Chinese researchers have announced their intention to treat lung-cancer patients with cells that have been modified using CRISPR/Cas9 gene-editing method, which would mark the first time that the controversial technique had been used to alter the DNA of adult human subjects.
According to ScienceAlert, scientists at Sichuan University’s West China Hospital are planning to remove and replace faulty DNA in patients who have failed to respond to conventional forms of treatment, including chemotherapy and radiation, and are thus left with no other alternative.
The team, which is led by oncologist Lu You, will involve only metastatic non-small cell lung cancer patients and will involve the extraction of a specific type of immune cell known as a T cell from the patients’ blood. Those cells will be modified using CRISPR, then replaced in the hopes that they will trigger an immune response to combat the cancer, Nature added.

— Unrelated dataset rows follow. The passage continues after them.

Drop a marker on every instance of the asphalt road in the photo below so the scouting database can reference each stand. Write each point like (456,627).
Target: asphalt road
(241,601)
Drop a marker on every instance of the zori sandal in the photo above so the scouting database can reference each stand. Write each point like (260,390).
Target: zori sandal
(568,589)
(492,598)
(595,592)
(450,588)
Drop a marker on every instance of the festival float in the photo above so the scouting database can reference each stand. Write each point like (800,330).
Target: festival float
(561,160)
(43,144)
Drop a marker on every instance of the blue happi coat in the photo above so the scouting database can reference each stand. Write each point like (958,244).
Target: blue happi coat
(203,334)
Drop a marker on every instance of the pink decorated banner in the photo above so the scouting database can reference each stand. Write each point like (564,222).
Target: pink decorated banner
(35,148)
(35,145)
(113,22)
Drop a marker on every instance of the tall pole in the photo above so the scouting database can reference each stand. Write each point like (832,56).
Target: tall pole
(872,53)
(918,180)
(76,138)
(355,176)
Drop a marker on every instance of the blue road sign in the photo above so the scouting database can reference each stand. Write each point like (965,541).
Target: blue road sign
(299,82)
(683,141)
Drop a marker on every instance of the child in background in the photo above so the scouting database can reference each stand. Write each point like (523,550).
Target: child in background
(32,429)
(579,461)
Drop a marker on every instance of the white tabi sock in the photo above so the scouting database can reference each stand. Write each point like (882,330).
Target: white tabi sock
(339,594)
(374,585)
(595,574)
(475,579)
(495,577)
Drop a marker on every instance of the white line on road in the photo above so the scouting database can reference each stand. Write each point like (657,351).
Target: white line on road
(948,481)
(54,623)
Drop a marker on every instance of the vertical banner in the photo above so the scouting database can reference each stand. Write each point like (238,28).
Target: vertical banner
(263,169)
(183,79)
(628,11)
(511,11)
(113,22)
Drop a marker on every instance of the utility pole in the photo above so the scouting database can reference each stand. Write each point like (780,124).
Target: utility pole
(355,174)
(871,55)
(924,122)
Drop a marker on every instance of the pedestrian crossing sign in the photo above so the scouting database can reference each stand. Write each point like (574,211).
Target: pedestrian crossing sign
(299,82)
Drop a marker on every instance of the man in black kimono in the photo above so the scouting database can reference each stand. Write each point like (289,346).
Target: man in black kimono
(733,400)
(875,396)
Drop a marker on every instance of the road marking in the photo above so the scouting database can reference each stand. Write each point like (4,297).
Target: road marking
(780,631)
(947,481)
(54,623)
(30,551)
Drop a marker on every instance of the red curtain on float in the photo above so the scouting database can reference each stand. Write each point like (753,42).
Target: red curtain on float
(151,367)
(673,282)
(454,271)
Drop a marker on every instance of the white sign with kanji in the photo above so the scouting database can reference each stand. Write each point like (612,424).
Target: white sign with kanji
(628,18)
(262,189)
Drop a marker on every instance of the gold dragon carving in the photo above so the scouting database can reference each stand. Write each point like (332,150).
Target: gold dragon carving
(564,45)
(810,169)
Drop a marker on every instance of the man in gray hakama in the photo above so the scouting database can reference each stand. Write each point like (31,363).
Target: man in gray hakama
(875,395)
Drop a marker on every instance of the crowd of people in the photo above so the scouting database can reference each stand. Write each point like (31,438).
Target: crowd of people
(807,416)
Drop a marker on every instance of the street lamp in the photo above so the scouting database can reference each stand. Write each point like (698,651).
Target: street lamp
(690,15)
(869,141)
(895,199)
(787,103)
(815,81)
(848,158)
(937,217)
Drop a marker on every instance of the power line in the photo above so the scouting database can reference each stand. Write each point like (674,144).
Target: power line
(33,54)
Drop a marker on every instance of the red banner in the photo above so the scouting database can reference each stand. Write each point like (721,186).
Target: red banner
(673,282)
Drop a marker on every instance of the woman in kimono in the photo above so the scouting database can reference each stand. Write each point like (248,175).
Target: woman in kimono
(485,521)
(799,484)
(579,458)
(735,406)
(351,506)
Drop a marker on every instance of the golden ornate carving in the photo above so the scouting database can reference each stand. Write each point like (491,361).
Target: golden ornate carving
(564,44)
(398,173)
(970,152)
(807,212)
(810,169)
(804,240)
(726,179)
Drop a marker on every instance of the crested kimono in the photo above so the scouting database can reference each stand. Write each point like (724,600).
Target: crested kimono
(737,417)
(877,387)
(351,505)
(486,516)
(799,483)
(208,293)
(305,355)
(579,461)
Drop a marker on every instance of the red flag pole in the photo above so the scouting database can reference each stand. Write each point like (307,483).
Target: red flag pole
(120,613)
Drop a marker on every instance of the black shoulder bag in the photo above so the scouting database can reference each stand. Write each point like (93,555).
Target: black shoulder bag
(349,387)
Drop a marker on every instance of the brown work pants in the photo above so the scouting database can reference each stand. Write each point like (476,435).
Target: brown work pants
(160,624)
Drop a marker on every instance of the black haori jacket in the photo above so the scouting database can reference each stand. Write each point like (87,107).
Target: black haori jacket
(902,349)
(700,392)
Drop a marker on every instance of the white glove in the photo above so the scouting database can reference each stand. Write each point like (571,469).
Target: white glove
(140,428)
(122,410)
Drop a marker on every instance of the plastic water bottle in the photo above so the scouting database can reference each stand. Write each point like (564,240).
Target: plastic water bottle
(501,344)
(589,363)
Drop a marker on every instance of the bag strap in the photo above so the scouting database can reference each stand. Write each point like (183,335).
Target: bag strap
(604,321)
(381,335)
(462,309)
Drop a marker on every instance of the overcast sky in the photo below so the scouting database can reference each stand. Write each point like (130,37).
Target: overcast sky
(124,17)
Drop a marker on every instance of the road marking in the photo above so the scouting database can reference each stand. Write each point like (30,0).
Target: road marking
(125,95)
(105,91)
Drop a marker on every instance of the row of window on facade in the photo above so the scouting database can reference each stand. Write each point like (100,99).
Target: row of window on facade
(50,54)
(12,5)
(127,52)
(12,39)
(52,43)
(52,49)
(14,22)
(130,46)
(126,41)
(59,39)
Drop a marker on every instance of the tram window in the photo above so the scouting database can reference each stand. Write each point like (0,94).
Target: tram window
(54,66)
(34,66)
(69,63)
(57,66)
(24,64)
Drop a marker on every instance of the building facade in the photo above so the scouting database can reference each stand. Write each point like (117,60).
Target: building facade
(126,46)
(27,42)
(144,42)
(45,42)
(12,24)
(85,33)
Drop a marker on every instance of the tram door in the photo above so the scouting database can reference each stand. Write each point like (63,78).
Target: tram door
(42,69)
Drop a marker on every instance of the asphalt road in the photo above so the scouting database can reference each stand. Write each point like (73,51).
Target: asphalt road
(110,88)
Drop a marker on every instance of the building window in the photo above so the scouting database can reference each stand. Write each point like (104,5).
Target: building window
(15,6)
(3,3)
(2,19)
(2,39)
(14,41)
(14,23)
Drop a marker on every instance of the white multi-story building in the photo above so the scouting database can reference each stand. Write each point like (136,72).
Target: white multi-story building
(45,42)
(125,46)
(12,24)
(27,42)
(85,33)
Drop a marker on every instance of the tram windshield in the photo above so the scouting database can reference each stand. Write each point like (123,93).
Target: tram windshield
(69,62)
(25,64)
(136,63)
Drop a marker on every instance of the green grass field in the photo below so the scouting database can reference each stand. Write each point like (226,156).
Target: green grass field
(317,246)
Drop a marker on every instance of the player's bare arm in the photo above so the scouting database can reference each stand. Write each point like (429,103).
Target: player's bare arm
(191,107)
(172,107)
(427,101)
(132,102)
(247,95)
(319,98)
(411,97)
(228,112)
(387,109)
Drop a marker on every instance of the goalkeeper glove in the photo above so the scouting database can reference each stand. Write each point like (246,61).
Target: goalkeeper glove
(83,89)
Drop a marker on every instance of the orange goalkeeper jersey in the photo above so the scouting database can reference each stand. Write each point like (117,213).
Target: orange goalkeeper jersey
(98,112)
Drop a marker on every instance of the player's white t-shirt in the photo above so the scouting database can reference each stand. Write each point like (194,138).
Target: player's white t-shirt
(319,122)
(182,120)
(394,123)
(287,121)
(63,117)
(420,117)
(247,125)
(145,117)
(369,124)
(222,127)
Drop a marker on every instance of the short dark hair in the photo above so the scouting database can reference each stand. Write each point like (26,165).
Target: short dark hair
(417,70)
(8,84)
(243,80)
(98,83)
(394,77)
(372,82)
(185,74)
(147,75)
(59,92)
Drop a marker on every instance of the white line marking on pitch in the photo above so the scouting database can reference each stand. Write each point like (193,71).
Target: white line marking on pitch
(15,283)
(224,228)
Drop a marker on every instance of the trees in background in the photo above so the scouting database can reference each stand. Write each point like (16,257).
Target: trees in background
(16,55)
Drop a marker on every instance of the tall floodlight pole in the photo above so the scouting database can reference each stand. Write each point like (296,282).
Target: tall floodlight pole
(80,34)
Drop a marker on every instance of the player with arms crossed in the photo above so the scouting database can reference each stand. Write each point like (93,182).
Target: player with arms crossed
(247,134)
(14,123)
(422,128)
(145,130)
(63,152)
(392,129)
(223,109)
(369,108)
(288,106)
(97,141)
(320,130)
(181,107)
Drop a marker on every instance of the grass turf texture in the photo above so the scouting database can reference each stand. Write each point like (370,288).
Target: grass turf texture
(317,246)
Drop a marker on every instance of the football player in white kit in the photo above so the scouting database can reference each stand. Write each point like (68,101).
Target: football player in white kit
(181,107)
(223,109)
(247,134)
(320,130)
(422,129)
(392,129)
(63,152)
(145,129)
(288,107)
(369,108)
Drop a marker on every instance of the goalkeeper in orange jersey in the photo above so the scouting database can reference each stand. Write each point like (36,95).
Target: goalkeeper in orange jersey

Specifically, the genes will be edited to remove a protein, PD-1, which normally prevents a cell from attacking healthy cells. A trial using a similar cancer-fighting technique has been approved in the US and could start before the end of the year, but while that trial will use antibodies, using modified DNA is far less unpredictable and more likely to provide the desired response.
“Treatment options are very limited. This technique is of great promise in bringing benefits to patients, especially the cancer patients whom we treat every day,” Lu told Nature last Thursday. “I hope we are the first, and more importantly, I hope we can get positive data from the trial.”
Cause for celebration or concern? The ethical debate continues
The deletion technique that the West China Hospital team plans to use it similar to those which have already been used to treat other patients, including purportedly saving the life of a girl with incurable leukemia. However, this will mark the first time that scientists will use CRISPR tools to genetically modify cells, according to ScienceAlert.
Carl June, a clinical immunotherapy researcher at the University of Pennsylvania in Philadelphia, called in “an exciting step forward,” while Timothy Chan, who conducts similar research at New York’s Memorial Sloan Kettering Cancer Center in New York City, told Nature that “everything will be active” in the modified T cells. “That will be a concern.”
Of course, the use of modification tools to edit human genes has been a tremendous source of controversy over the years. In fact, according to The Guardian, Peter Mills, assistant director of the UK Nuffield Council on Bioethics, has expressed concerns that using CRISPR and tools like it on humans raises the risk of creating “designer babies,” and last March, a group of researchers published an open letter in Nature raising concerns over the “ethical and safety implications” of using these techniques to modify human DNA.
“In our view, genome editing in human embryos using current technologies could have unpredictable effects on future generations. This makes it dangerous and ethically unacceptable. Such research could be exploited for non-therapeutic modifications,” they wrote. “We are concerned that a public outcry about such an ethical breach could hinder a promising area of therapeutic development, namely making genetic changes that cannot be inherited… At this early stage, scientists should agree not to modify the DNA of human reproductive cells.”
Lu assured Nature that the researchers are taking a methodical approach to their work, having spent six months in a review process before receiving permission to move forward. However, Hokkaido University bioethicist Tetsuya Ishii told the journal that China has a reputation as a country that moves (perhaps too) quickly on CRISPR related research – after all, they already have developed the first CRISPR-edited monkeys and human embryos. That, June said, is only because China “places a high priority on biomedical research.”